## R (software)

R is a language and free software environment for statistical computing and graphics. If you're familiar with R, you can easily open a DataShop student-step export or transaction export stored on your computer. The command to do so is shown below:

`R> ds = read.delim("export.txt", header = TRUE, quote="\"", dec=".", fill = TRUE, comment.char="")`

The above command reads the tab-delimited file and stores it in a "data frame" object called `ds` (you could use any variable name here). The function `read.delim()` is shorthand for `read.table()` with some default values for the various arguments to `read.table()`. This command works because the student-step and transaction export files have a form that R expects for data frames:

• the first line of the file has a name for each variable in the data frame
• each additional line of the file has as its first item a row label and the values for each variable.

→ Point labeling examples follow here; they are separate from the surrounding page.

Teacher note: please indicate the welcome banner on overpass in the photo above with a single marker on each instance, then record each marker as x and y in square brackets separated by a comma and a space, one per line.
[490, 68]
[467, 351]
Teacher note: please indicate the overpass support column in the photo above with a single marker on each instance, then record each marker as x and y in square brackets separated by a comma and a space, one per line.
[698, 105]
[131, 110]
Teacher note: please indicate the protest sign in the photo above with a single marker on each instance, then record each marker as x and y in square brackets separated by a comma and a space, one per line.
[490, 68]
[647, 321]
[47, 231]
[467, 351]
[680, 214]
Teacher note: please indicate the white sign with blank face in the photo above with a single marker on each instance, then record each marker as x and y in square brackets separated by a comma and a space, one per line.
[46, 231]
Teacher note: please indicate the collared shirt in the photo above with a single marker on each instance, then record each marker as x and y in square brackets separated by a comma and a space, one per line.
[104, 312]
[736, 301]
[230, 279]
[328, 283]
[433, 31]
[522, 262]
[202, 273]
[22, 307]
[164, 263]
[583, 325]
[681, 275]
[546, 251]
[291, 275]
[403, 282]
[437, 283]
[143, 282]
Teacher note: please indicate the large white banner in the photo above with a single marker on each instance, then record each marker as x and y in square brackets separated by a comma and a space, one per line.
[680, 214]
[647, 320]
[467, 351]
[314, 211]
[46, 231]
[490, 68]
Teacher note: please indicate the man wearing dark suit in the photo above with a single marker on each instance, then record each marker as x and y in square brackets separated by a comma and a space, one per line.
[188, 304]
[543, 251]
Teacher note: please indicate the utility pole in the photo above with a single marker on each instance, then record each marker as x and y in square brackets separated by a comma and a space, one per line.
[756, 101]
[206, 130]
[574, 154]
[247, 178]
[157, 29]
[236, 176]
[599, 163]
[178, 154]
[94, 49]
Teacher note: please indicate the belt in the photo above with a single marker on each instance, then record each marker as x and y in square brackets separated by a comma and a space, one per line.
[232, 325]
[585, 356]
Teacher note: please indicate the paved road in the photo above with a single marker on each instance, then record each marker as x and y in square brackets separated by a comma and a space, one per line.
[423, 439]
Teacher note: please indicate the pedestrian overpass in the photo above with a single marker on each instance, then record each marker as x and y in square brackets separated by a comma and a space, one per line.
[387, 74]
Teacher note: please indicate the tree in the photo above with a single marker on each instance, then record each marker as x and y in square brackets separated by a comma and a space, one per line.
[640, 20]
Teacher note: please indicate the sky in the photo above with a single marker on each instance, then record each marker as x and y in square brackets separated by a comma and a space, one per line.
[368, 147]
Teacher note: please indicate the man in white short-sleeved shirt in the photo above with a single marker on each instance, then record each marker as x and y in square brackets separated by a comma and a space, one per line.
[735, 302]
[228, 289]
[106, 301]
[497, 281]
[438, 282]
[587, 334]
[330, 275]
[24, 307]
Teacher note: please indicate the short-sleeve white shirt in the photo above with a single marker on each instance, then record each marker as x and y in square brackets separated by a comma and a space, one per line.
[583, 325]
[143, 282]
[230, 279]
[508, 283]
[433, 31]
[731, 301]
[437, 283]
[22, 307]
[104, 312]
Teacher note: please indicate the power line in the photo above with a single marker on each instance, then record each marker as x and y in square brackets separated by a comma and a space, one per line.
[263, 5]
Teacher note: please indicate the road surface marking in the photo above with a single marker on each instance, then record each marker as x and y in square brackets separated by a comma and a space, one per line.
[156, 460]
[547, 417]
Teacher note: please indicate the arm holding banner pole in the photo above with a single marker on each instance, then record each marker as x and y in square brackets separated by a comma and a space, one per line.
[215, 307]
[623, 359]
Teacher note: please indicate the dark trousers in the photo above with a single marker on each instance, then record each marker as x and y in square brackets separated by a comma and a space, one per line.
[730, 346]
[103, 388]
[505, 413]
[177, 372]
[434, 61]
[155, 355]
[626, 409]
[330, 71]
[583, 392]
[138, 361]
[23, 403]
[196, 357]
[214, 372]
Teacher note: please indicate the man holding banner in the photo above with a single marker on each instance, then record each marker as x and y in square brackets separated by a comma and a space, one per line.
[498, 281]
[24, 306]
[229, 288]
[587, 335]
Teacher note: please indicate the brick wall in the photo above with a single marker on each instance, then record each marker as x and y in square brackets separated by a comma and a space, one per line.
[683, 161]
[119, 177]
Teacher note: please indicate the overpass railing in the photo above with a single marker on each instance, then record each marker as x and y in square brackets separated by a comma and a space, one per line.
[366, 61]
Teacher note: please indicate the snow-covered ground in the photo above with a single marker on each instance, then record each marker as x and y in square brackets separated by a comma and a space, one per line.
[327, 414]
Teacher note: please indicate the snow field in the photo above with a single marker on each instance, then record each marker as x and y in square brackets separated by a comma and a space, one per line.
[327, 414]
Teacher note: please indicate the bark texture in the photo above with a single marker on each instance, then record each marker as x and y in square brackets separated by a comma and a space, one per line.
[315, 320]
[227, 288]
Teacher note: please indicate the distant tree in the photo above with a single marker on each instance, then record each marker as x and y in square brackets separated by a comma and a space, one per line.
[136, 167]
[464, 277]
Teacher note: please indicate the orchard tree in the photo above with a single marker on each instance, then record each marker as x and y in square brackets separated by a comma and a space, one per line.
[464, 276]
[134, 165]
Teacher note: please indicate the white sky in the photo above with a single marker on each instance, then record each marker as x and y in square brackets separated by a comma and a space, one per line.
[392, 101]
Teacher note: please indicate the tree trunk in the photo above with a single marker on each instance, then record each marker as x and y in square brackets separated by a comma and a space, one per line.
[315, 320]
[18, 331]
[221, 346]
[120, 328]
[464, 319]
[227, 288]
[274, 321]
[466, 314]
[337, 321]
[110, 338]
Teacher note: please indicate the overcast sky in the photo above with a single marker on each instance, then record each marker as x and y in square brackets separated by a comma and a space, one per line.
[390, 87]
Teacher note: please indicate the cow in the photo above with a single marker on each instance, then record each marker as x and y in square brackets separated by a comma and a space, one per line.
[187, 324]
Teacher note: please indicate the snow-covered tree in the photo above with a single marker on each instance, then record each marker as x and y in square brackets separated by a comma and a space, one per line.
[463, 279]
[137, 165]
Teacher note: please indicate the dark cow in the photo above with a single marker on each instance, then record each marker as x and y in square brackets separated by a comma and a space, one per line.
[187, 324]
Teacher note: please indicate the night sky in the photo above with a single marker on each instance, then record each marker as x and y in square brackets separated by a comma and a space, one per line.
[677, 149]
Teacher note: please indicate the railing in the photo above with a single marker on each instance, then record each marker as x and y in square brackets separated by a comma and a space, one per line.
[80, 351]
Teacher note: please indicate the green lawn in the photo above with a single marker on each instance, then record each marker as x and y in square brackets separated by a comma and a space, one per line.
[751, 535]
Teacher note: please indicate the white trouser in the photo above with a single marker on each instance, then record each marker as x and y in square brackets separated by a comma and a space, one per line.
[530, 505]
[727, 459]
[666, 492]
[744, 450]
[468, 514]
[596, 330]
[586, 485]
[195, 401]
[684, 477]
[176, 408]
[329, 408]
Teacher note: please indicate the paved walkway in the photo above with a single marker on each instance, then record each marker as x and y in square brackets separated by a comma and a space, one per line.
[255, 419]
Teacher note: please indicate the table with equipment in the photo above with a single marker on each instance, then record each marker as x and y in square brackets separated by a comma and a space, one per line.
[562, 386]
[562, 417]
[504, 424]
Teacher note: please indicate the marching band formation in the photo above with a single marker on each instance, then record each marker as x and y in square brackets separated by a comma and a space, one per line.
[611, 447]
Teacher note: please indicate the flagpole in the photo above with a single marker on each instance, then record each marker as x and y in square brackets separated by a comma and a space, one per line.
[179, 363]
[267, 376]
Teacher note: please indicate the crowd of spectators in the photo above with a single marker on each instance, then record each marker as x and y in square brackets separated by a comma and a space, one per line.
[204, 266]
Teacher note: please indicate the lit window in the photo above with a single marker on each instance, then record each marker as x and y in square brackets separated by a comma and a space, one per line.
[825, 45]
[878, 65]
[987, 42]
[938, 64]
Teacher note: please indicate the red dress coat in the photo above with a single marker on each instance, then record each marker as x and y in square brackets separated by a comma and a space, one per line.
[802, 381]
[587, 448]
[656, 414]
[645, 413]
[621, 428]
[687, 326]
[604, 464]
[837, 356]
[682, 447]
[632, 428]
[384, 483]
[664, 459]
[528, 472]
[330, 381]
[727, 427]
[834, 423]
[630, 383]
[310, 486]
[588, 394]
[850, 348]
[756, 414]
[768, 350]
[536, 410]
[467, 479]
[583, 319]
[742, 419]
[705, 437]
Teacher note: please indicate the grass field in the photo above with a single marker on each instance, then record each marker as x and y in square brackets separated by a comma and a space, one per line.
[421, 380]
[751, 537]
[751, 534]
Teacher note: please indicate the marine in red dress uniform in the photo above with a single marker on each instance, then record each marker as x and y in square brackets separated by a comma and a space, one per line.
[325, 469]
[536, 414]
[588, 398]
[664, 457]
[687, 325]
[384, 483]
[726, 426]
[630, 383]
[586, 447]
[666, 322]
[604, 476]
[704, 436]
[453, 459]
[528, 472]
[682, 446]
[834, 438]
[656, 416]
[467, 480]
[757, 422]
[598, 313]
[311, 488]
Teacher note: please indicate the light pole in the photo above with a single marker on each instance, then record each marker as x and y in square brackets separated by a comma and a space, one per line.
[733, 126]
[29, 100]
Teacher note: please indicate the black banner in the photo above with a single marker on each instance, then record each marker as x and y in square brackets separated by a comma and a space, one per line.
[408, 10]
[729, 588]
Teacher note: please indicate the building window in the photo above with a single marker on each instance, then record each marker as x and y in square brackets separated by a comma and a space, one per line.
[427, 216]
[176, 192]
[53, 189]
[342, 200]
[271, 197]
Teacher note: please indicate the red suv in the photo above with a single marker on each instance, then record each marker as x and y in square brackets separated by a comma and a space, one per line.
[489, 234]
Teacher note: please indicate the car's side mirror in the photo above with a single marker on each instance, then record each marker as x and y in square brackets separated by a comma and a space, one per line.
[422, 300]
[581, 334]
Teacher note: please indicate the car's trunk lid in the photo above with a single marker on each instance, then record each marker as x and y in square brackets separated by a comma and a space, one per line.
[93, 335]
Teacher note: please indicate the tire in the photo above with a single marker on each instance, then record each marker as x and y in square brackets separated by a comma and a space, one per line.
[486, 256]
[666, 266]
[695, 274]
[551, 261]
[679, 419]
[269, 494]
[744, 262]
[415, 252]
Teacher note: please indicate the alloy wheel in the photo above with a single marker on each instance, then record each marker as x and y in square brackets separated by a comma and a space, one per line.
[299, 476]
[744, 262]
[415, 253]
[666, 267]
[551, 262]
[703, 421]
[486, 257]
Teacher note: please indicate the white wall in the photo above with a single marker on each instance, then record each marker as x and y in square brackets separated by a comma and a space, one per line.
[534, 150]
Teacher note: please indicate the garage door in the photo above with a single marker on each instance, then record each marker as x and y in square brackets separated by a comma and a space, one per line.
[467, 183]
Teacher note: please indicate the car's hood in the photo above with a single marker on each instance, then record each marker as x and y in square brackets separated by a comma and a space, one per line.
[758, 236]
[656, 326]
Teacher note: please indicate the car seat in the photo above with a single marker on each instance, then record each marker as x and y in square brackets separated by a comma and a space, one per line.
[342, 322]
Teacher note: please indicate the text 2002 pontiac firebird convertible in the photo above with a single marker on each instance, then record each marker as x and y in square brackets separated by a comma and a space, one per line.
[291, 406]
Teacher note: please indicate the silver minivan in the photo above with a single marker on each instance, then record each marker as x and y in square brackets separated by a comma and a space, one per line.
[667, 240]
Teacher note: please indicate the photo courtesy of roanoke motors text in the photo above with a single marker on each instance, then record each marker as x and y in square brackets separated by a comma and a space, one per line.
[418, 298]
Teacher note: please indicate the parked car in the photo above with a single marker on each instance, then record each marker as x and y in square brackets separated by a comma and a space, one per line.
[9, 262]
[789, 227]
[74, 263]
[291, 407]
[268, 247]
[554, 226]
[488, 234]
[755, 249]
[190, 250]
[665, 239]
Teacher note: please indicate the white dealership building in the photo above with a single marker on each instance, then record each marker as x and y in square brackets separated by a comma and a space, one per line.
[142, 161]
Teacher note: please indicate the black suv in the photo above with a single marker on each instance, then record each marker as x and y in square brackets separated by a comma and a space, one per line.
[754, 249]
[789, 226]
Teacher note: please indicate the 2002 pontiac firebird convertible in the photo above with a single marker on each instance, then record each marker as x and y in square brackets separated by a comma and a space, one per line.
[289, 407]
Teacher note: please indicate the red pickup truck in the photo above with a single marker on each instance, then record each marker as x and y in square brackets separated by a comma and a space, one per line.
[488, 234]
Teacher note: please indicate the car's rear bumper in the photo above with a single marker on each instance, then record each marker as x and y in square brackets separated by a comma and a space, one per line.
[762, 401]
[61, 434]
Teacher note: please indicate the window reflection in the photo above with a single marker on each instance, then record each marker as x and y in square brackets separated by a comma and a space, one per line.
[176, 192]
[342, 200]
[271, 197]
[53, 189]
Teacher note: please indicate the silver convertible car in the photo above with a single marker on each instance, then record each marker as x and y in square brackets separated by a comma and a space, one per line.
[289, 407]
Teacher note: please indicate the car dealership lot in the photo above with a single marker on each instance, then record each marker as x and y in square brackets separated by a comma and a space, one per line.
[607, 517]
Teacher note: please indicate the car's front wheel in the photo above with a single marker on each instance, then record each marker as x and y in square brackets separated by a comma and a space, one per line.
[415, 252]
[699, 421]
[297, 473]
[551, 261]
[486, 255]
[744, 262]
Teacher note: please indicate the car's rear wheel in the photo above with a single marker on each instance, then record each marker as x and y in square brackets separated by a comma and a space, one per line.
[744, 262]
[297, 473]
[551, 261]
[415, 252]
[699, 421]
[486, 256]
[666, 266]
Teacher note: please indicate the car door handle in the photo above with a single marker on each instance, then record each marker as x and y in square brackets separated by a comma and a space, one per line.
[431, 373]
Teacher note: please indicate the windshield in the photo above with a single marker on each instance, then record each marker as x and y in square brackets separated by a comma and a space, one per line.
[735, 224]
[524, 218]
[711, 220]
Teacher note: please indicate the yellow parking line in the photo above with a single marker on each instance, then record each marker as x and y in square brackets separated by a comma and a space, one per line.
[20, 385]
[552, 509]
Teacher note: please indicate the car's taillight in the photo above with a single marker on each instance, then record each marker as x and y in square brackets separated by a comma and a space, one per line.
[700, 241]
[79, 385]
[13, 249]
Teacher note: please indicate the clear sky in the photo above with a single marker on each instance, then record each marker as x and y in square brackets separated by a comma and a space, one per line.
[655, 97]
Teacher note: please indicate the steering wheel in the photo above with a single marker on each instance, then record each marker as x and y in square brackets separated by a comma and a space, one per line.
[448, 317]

You can graphically view the data frame with the command `edit(ds)`.

Note: Each of the above commands loads data into R and implicitly tells R that all columns that appear as strings should be considered factors (for factor analysis). Although convenient, this can be problematic for some types of analysis. To avoid this issue, append the parameter `stringsAsFactors="false"` to one of the above commands. Then identify individual columns as factors using the R syntax `dat\$col = factor(dat\$col)`, where `dat` is the data frame and `col` is the column name.

At this point, you can work with the data in R to perform any analysis you'd like.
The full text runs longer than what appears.